Given the above, I still can't meet you at the conclusion that abandoning Heroku was the magic bullet for your problems. There's not enough information, and it doesn't add up. My money is on one or more of the following: DB cache misses (i.e. not enough cache); a heavy DB write load; frequent, small writes to an indexed table; or pathological memory usage on your web nodes. And if it turns out that the cause is due to I/O, you've only bought yourself a temporary respite by moving off Heroku. Eventually, you'll get big enough that the problem will re-emerge, even though your homebuilt servers are 10% faster (or whatever).
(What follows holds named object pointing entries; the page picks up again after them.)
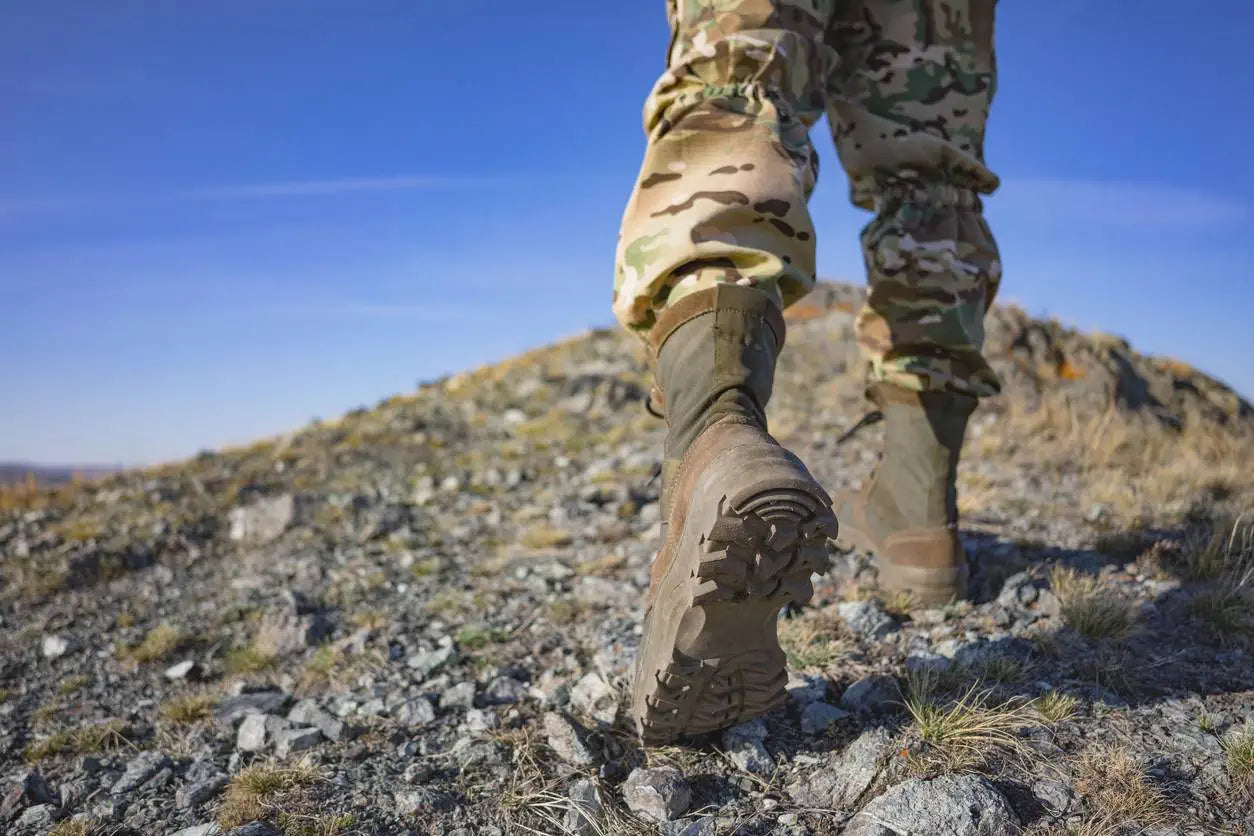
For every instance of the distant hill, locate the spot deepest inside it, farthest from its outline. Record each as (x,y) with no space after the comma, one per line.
(15,471)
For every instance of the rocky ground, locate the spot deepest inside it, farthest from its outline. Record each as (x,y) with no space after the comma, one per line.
(418,618)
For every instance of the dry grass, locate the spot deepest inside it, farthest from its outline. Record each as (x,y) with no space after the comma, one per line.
(188,708)
(73,684)
(73,827)
(158,644)
(966,732)
(334,667)
(811,641)
(82,740)
(1239,750)
(1055,707)
(250,659)
(1132,464)
(533,802)
(1087,608)
(1117,791)
(266,788)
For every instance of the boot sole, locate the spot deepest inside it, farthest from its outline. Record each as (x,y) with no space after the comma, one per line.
(710,656)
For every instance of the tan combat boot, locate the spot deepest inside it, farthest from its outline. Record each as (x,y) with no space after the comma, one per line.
(907,514)
(745,524)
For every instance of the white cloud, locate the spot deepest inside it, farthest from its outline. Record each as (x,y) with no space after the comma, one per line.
(317,188)
(242,192)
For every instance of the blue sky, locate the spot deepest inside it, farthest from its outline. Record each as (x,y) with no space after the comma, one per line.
(222,218)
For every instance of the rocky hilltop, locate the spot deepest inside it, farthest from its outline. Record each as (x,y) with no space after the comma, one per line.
(418,618)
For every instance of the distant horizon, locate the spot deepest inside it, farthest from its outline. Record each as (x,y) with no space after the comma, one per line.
(103,468)
(220,219)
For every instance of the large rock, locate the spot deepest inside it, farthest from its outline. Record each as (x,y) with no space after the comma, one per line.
(416,712)
(658,794)
(54,647)
(263,520)
(566,740)
(870,693)
(745,746)
(296,740)
(232,710)
(197,792)
(865,618)
(584,810)
(28,788)
(843,778)
(307,712)
(596,698)
(139,771)
(260,732)
(962,805)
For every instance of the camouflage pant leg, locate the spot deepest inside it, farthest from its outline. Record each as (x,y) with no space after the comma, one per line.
(907,107)
(721,194)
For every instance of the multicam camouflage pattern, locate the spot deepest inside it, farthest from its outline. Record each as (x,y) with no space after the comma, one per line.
(729,169)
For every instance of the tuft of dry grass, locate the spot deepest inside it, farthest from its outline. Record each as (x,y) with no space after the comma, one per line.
(532,802)
(73,684)
(1132,464)
(1087,609)
(1239,748)
(157,644)
(266,788)
(811,641)
(966,732)
(188,708)
(1056,707)
(1223,549)
(336,667)
(1117,791)
(250,659)
(82,740)
(73,827)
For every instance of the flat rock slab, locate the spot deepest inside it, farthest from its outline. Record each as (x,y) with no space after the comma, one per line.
(964,805)
(658,794)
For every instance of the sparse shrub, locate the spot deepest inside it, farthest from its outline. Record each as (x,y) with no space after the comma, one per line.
(73,827)
(92,737)
(810,641)
(258,790)
(1087,608)
(1117,791)
(158,643)
(966,732)
(73,684)
(1056,707)
(1239,748)
(475,637)
(1228,609)
(188,708)
(1225,547)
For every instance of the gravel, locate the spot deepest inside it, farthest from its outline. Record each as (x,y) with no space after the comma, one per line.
(433,606)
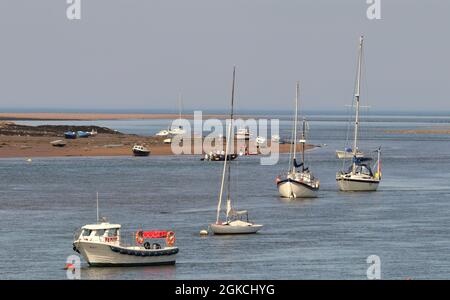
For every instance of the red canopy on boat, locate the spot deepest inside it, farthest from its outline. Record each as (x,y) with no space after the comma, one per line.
(156,234)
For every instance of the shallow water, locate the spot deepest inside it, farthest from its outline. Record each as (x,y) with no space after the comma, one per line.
(406,223)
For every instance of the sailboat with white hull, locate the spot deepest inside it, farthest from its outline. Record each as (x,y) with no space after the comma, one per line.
(298,184)
(359,176)
(236,222)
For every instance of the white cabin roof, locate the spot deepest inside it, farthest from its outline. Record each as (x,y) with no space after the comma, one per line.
(100,226)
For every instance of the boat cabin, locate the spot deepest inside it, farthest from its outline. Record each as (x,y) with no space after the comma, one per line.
(101,232)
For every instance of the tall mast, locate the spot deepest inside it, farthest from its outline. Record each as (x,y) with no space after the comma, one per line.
(297,88)
(97,209)
(179,105)
(228,140)
(303,144)
(357,96)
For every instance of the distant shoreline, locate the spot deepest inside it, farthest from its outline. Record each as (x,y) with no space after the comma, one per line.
(35,141)
(93,116)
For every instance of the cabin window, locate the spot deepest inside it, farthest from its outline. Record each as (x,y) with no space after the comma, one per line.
(111,232)
(100,232)
(86,232)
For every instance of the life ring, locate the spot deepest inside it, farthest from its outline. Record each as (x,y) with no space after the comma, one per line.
(139,237)
(170,238)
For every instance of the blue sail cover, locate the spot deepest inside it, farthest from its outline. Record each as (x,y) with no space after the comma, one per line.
(296,164)
(359,160)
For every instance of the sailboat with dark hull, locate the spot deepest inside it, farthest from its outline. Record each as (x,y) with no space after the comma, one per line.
(359,176)
(236,222)
(299,182)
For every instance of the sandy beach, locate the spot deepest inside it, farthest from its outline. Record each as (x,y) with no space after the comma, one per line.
(95,116)
(35,141)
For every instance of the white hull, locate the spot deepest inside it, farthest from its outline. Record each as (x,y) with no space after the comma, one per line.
(230,229)
(348,155)
(101,254)
(295,190)
(357,186)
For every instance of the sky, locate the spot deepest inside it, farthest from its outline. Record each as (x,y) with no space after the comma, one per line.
(136,54)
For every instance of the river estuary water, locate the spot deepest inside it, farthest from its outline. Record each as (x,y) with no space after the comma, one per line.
(406,223)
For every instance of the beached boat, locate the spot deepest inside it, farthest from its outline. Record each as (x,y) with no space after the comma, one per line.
(243,134)
(260,140)
(163,133)
(58,143)
(218,156)
(140,150)
(83,134)
(348,153)
(70,135)
(298,183)
(359,175)
(100,245)
(236,222)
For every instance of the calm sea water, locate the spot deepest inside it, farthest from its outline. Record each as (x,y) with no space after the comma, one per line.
(406,223)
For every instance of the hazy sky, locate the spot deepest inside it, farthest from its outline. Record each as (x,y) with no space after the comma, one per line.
(141,54)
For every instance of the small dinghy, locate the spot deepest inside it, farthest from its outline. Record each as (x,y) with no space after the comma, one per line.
(101,245)
(140,150)
(83,134)
(58,143)
(218,157)
(70,135)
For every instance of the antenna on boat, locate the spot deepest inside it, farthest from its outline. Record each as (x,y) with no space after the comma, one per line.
(97,209)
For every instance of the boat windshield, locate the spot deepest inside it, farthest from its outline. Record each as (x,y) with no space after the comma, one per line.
(361,169)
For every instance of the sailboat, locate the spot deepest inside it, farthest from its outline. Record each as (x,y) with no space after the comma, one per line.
(298,184)
(359,176)
(236,222)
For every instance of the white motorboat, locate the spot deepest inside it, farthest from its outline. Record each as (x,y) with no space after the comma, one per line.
(140,150)
(234,222)
(298,183)
(100,245)
(163,133)
(359,176)
(177,131)
(58,143)
(243,134)
(260,140)
(348,153)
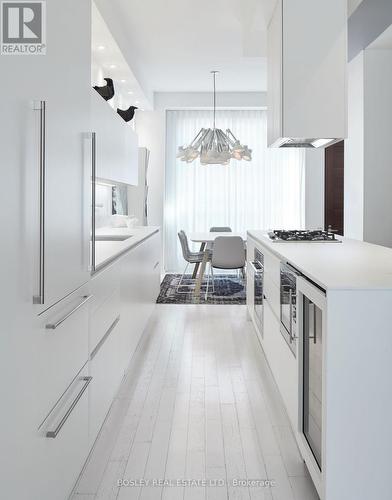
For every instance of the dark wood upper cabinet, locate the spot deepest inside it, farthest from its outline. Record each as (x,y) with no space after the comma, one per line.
(334,187)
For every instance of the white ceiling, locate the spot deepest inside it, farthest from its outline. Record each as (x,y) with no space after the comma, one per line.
(174,44)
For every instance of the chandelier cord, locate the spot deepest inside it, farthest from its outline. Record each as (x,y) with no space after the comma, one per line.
(214,76)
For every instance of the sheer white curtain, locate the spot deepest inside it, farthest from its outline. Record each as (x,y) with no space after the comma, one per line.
(266,193)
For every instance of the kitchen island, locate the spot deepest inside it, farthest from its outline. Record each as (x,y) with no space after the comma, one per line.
(321,311)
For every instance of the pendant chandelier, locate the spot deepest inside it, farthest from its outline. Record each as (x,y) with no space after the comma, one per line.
(213,146)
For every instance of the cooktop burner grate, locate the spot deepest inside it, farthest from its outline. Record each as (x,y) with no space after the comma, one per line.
(280,235)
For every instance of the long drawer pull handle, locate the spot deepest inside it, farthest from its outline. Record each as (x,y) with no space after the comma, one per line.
(54,433)
(53,326)
(103,339)
(41,107)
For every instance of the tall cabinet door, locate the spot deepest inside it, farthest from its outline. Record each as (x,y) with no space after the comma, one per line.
(43,155)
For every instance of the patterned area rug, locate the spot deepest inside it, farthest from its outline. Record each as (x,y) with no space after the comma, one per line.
(228,290)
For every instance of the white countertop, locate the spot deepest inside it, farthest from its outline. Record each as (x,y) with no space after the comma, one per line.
(351,264)
(107,251)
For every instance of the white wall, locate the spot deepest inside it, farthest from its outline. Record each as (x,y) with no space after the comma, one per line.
(377,152)
(368,163)
(354,152)
(151,130)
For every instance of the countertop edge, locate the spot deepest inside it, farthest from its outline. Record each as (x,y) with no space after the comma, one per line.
(327,287)
(102,265)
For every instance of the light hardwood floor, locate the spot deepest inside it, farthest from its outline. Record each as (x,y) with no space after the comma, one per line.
(199,402)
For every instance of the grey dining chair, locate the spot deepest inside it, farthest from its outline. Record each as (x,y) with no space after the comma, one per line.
(213,229)
(190,258)
(228,253)
(223,229)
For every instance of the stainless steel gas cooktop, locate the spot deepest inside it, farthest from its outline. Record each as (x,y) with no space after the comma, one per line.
(292,236)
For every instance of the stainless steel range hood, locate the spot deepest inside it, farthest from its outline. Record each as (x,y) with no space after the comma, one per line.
(307,59)
(300,142)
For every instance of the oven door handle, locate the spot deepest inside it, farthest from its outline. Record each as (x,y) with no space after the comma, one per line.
(291,297)
(314,337)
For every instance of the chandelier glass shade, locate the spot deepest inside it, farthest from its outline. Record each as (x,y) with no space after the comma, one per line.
(213,146)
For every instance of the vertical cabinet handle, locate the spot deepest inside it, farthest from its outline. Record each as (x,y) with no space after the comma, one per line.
(93,193)
(41,107)
(312,308)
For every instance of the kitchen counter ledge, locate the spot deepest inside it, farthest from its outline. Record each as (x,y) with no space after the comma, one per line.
(349,265)
(108,251)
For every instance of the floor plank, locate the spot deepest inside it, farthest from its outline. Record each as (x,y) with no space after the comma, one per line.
(198,403)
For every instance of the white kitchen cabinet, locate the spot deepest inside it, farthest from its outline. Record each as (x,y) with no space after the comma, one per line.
(106,375)
(34,374)
(60,80)
(61,445)
(116,143)
(140,279)
(250,277)
(124,296)
(307,56)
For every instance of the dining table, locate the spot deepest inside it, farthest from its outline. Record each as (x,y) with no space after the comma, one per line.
(206,240)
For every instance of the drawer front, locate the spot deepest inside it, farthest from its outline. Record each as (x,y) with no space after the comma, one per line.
(104,284)
(102,317)
(61,341)
(107,373)
(272,267)
(272,294)
(62,446)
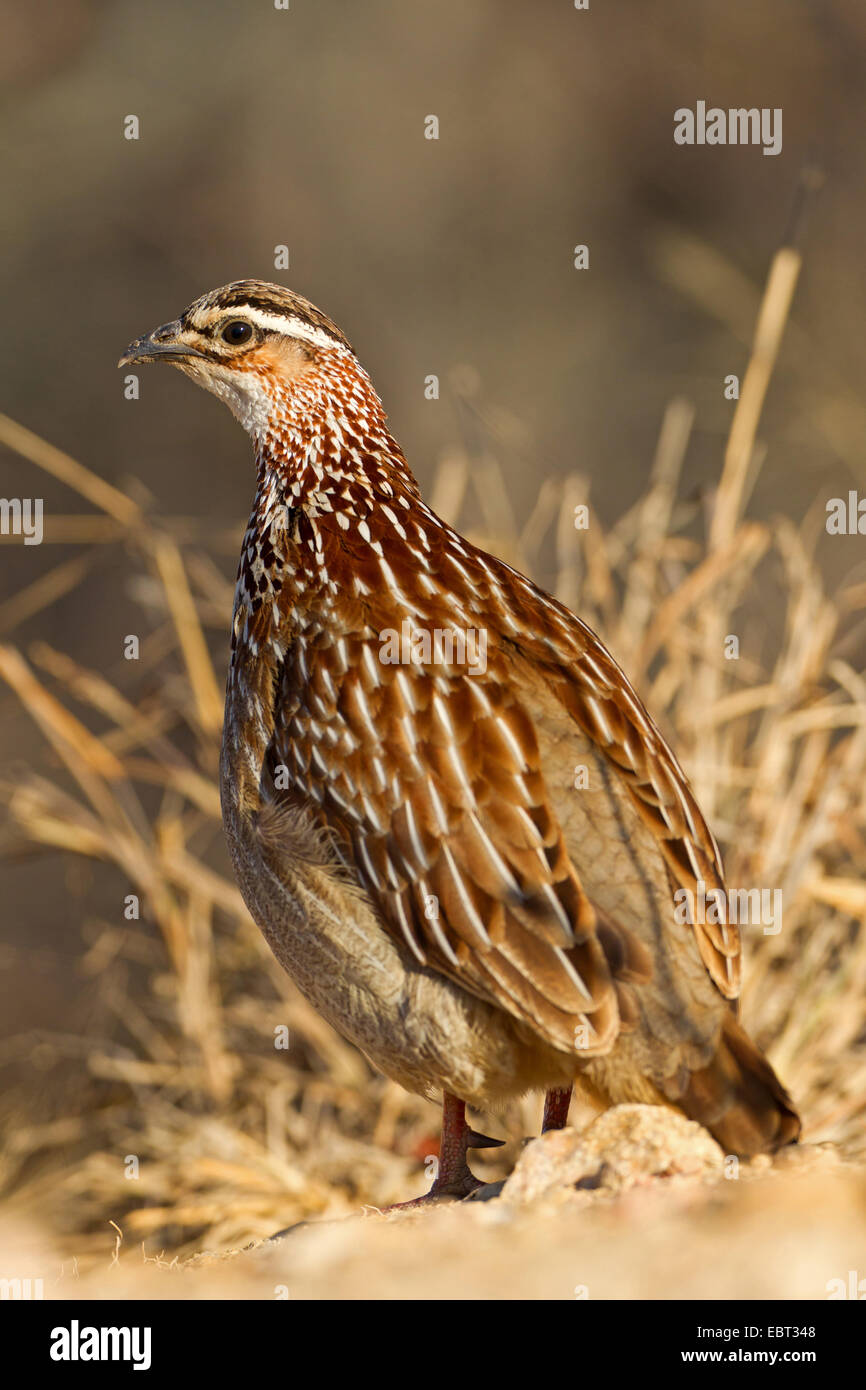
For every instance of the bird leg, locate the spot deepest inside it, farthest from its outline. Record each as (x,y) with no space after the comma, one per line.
(556,1109)
(453,1178)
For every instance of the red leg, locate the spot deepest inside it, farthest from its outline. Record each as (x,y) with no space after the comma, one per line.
(453,1178)
(556,1109)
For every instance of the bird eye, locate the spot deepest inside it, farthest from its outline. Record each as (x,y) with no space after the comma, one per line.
(237,332)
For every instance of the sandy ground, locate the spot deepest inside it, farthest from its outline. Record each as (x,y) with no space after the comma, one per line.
(660,1218)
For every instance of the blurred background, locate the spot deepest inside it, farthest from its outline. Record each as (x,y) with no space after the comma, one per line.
(306,128)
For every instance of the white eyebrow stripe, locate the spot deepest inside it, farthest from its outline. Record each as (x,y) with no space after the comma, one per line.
(287,324)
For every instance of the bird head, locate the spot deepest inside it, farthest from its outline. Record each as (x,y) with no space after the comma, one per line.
(263,349)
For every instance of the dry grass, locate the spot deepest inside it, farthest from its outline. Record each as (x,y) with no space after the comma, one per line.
(235,1139)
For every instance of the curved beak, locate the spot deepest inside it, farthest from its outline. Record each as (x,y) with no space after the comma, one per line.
(164,344)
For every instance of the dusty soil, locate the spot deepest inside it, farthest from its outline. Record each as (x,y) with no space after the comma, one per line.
(641,1205)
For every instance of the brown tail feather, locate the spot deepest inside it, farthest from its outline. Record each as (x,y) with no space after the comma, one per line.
(740,1100)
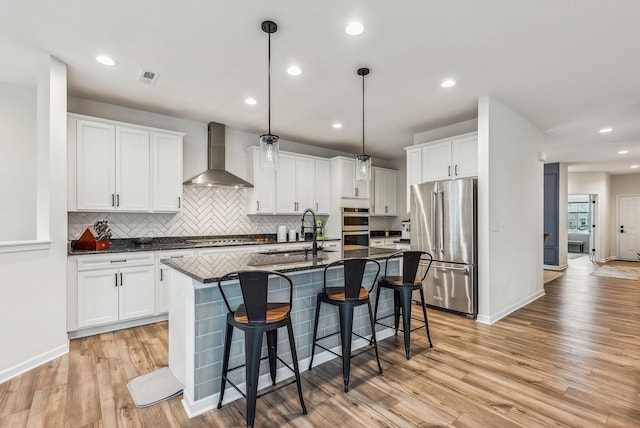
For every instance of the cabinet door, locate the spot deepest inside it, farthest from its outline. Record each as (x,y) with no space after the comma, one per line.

EDIT: Aha! Your comment in another thread actually explains your problem: you were swapping your web nodes by using more than 500MB RAM (http://news.ycombinator.com/item?id=4458657).

zeeg · on Aug 31, 2012

It would take me more than one blog post to describe the architecture that powers Sentry, the various areas that have and can have bottlenecks (some more obvious than others).

More importantly, this a few months ago I made the switch, and I don't remember the specifics of the order of events. I can assure you though that I know a little something about a little something, and I wasnt imagining problems.

(Replied to the wrong post originally, I fail at HN)

http://news.ycombinator.com/item?id=4458643

timr · on Aug 31, 2012

"I can assure you though that I know a little something about something, and I wasn't imagining problems."

Since you've made it clear in another thread that you were actually running out of RAM on your dynos, I imagine you were running into trouble. There's no need to be snide about it.

Bottom line: you hit an arbitrary limit in the platform. If heroku had high-memory dynos, the calculus would be different. In the future, instead of arguing that your homebrew system is better than "the cloud", you could just present the actual justification for your choice.

moe · on Aug 31, 2012

There's an I/O penalty for working on AWS, but it's on the order of tens of percent, not hundreds.

That's rather optimistic.

The EC2 ephemeral disks normally clock in at 6-7ms latency, that's >13x slower than dedicated disks.

EBS clocks in at 70-200ms latency, that's >5x slower than a dedicated SAN.

And that is under optimal conditions. In reality the I/O performance on EC2 frequently degrades by orders of magnitude for long periods of time.

timr · on Aug 31, 2012

"The EC2 ephemeral disks normally clock in at 6-7ms latency, that's >13x slower than dedicated disks."

Um. Are you comparing hard drives to SSDs? Rotational latency for a 15k drive is a couple of milliseconds. Seek time for server drives varies from 3-10ms.

EC2 disks are slow, but there's no way they're 13 fold slower than your average server drives. And 6-7ms is just about on par with commodity hardware.

moe · on Sept 1, 2012

Are you comparing hard drives to SSDs?

No, but I mistyped the numbers. That was supposed to read: 60-70ms.